Penerjemah: Tanaka Hinagizawa
Proffreader: Tanaka Hinagizawa
Tanaka Note: Moga ae kalian tetep bisa baca di web yang nerjemah aslinya, gak web copasan sana yang ngambil terjemahan nya dari sini.
Interlude: S-san Sepertinya Ingin Bergabung
*Ini mengandung spoiler, jadi silakan baca setelah menyelesaikan Vol.7.
Suatu hari sepulang sekolah. Di kediaman Nukumizu di suatu bagian kota.
Tiga gadis dari SMA Tsuwabuki berkumpul di sebuah ruangan di lantai dua.
"Eh, apakah kita diizinkan berada di sini? Ini kamar ketua, kan?"
Suara ragu itu milik anggota klub baru, Riko Shiratama. Saat dia dengan hati-hati melihat sekeliling ruangan, anggota veteran Anna Yanami menyilangkan tangannya dan menjawab.

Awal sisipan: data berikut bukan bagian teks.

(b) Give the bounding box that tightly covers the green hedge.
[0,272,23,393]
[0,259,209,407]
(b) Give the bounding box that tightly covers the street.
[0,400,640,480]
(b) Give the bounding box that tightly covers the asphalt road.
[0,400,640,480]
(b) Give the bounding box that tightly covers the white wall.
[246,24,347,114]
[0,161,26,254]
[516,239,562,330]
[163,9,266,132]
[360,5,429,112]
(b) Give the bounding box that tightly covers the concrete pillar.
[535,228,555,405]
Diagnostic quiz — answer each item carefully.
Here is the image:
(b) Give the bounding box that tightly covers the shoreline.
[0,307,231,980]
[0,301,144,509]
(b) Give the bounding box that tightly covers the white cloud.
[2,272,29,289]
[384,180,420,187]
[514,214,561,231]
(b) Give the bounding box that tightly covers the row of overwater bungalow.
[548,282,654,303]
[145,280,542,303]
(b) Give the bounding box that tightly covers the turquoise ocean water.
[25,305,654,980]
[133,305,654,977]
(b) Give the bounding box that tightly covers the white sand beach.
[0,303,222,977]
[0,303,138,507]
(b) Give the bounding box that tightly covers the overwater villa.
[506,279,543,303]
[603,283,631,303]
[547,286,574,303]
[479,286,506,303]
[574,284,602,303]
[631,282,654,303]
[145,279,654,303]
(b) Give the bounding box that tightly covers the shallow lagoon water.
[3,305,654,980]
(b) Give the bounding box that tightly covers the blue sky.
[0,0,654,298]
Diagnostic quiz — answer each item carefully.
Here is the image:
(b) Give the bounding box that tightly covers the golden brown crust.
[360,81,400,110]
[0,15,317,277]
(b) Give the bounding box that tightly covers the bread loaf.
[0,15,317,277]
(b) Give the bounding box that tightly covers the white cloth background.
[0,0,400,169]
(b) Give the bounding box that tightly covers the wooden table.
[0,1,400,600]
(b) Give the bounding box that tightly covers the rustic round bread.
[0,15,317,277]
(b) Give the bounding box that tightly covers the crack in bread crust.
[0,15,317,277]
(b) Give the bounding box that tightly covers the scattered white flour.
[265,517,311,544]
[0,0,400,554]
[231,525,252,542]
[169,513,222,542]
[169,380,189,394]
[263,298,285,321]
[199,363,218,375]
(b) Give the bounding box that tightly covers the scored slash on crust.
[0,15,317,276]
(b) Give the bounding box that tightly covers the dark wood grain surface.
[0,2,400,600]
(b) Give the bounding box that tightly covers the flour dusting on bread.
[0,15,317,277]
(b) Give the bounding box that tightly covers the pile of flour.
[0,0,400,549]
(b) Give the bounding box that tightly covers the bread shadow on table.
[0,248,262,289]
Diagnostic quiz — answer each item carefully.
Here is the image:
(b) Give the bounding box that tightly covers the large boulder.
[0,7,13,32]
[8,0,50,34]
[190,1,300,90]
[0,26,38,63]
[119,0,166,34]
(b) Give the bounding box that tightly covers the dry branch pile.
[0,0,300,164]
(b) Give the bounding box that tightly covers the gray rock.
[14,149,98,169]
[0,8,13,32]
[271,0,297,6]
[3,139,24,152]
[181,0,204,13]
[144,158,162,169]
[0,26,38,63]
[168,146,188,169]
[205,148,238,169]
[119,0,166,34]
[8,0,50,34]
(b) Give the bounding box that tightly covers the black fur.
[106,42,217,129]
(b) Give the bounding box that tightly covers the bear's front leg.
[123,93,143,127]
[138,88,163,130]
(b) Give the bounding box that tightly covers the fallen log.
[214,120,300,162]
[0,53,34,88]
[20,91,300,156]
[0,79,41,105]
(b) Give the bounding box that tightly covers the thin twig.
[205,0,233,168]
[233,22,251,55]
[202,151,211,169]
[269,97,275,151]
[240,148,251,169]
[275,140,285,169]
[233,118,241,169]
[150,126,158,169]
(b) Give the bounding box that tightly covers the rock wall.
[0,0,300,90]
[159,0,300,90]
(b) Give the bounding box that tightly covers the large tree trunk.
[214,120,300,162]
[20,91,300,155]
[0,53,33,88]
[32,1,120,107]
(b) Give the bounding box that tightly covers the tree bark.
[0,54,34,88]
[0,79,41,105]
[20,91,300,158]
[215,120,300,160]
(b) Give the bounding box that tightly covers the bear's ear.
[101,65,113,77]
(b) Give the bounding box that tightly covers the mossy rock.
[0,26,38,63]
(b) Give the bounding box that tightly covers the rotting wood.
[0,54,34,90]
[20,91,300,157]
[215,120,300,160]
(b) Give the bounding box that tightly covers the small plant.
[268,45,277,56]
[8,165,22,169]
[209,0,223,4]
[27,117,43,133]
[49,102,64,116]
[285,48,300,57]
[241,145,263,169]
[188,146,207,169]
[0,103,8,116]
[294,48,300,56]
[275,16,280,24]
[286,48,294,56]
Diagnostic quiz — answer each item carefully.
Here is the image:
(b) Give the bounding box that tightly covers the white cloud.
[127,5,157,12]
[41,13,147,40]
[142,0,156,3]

"Ketua seharusnya mengorbankan segalanya demi kepentingan Klub Sastra sebagai imbalan atas kekuatannya. Dan karena ketua tidak ada di sini, Wakil ketua memegang otoritas tertinggi. Komari-chan, jika kamu mau."
Komari, yang kini berada di bawah tatapan tajam Yanami, menguatkan ekspresinya dan menyatakan dengan tegas.
"D-Dari saat ini, ruangan ini akan menjadi ruang klub kedua untuk Klub Sastra!"
…Kamar Kazuhiko Nukumizu telah berubah menjadi ruang Klub Sastra mulai detik ini.
Tidak ada yang bisa menghentikan mereka karena pemilik ruangan belum pulang.
Yanami bertepuk tangan dengan suara keras.
"Baiklah, ayo kita mulai. Pertama-tama, kita perlu memeriksa koleksi manga dan novel ringan aneh milik Nukumizu-kun."
"K-Kita harus menghabisinya selamanya."
Kedua senpai mulai mengacak-acak ruangan sementara Shiratama mengawasi dengan cemas dari pinggir.
"T-Tapi ku dengar bahwa ketua menyimpan apa pun yang tidak ingin dia lihat keluarganya di ruang klub."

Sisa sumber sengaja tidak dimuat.